Sandbox access issue

In a file saved by my App, there is a path to a file which could be in the user’s documents folder.
This works fine when not sandboxed, but files do not open when referenced from a Sandboxed version of the App.
Then trying to open the referenced file residing in Documents returns as NIL.
Is there any way to overcome this?

Which could be? What does that mean?

If it’s a resource that should be bundled inside your app there are different steps you need to be taking.
If it’s a document that your user saved, they provide your app access to the file when you use an OpenDialog.

The only situation I can think of where this might possibly be appropriate is if the item outside your sandbox permissions is an asset to a save file. Like an asset in an InDesign project, or the way the IDE handles images you drop in for a text project.

Before anyone suggests Security Scoped Bookmarks, keep in mind we don’t know the context of why the document might be outside the sandbox permissions. We can’t know whether SSB would work in this situation until we do (one needs access to the file before they can make a SSB to it).

Let me clarify: the user loads several files, the path to which is stored when the user saves from the app.
Then when reloading the saved file, I would like to re-access the files that were added by the user and saved as a reference.
So the files the user loads are assets to the file they save from the App, if that makes any sense.

Is the only way to include all loaded files ( which the user chose using dialogs) to save them all completely in a single file?

Or to maybe explain what I mean in another way; I want to do something like indesign does when you save an Indesign document; it doesn’t save the actual images placed in the documents, but merely a path reference to it, which it tries to load again when the user loads the saved indesign document.

Thank you for clarifying!

Since the user selects the files in the first place, you should be able to create Security Scoped Bookmarks to them. Security Scoped Bookmarks are outside the range of what I can give you detailed help with off the top of my head, so maybe @Sam Rowlands or @Christian Schmitz (who has a plugin for CFBookmarks) can offer some help.

Taking the InDesign approach makes it easy for designers to link to files that artists update, but unless you really need that “latest version” functionality I personally wouldn’t attempt it. The headaches involved with Security Scoped Bookmarks do not seem like they’re worth the time to me. My personal recommendation in this situation would be to copy the files into the save-document which would create one single file as you mentioned.

I wish you the best of luck, but unfortunately this has been all the help I can offer with this issue :frowning:

Reference material you might find helpful:
MBS Plugin Reference Page
Forum: A long thread in which they figure out and get SSBs working
Forum: Sam, the master of Mac, Tips on SSBs

Thanks Tim. I think I will indeed create a single file the user saves containing all files needed. Easier and avoids files missing issues too.

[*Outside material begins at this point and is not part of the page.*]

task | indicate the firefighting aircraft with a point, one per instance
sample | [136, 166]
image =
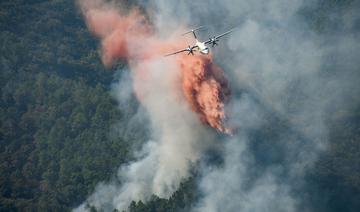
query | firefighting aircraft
[200, 46]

I have found that the best thing to do on the macOS is to use “Document Bundles” (folders with the correct UTI specification), and store all the resources within that folder. You can use macOS Hard Linking so that the file appears in both places (and your application has access), but it’s still only one file on disk.

Although the down side is that this only works on a Mac. If you want x-plat, take a look at Virtual Volumes, they’re a bit awkward, but might help here.